Parenthetical Girls
Listen to Curtains
If Parenthetical Girls have learned anything over the course of their bewilderingly unorthodox discography, it's that they are—for richer or for poorer—a necessarily singular pop group. It's a peculiarity that they've learned to embrace—a single-minded conviction that pours itself over every corner of their latest album, Privilege (Marriage Records).

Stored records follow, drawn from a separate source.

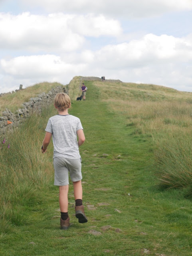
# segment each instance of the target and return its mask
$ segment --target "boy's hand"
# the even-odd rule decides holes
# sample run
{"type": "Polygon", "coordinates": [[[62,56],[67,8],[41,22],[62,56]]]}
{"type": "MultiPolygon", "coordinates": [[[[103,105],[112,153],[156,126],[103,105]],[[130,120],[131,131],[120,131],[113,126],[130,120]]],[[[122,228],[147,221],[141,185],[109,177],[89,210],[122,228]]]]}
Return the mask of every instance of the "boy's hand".
{"type": "Polygon", "coordinates": [[[44,154],[47,152],[47,148],[46,149],[44,150],[43,148],[43,146],[41,147],[41,149],[42,150],[42,152],[43,154],[44,154]]]}

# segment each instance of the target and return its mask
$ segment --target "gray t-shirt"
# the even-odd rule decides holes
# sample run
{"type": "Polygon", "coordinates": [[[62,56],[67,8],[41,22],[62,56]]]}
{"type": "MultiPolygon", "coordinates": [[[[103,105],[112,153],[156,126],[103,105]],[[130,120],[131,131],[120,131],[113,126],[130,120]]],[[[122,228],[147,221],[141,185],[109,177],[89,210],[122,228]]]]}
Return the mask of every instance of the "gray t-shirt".
{"type": "Polygon", "coordinates": [[[53,158],[80,158],[77,132],[81,129],[83,128],[80,119],[71,115],[57,115],[49,119],[45,130],[52,134],[53,158]]]}

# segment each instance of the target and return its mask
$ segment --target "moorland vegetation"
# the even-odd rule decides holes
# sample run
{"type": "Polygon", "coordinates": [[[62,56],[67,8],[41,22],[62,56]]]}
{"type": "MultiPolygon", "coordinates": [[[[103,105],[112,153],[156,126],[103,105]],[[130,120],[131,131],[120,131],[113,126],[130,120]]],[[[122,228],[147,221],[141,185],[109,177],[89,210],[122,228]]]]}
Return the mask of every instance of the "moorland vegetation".
{"type": "MultiPolygon", "coordinates": [[[[85,81],[86,100],[76,102],[81,82],[75,77],[69,84],[69,112],[80,118],[86,138],[80,154],[88,222],[81,226],[74,216],[71,186],[73,224],[59,229],[53,146],[46,154],[40,150],[56,114],[50,106],[2,138],[0,254],[191,255],[192,94],[85,81]]],[[[36,86],[39,91],[32,86],[23,102],[48,86],[36,86]]],[[[11,97],[6,105],[0,98],[1,109],[20,107],[11,97]]]]}

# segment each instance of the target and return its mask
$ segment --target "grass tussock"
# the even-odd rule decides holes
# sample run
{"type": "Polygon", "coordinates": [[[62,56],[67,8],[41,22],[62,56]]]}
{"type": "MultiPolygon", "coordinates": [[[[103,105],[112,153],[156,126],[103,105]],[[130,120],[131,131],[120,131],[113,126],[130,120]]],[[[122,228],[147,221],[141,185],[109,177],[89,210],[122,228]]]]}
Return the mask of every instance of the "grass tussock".
{"type": "Polygon", "coordinates": [[[62,86],[57,82],[44,82],[27,87],[11,94],[6,94],[0,97],[0,114],[6,108],[14,113],[21,108],[22,104],[29,101],[30,98],[37,97],[44,92],[47,93],[53,88],[62,86]]]}

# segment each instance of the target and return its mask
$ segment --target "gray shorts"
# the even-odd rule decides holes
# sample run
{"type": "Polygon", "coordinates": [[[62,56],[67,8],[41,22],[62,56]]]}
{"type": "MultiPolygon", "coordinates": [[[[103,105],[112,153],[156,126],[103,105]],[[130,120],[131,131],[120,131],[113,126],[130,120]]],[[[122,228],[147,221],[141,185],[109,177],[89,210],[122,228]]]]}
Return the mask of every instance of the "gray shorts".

Returning to its core membership of vocalist/creative director Zac Pennington and producer/arranger Jherek Bischoff (composer and collaborator with David Byrne, Amanda Palmer, Xiu Xiu, etc.), Privilege retains the group's signature ambitions-visceral intimacy, camp austerity, lurid eloquence—while confidently embracing the perfect pop pastiche their previous records only alluded to. Anchored by Pennington's distinctively lilting vibrato, Privilege is a cascade of grim particulars and gallows humor-an unflinching treatise on privilege, indiscretion, betrayal, sex and class politics, failure, and resignation. This is Parenthetical Girls in fighting trim: unbridled, unambiguous, and with a new creative candor
that's felt in both its words and music.
Privilege is a 12-track statement of purpose: a bold, strikingly cohesive pop clarion call that further solidifies Parenthetical Girls' place amongst the most surprising and uncompromising pop groups at work today.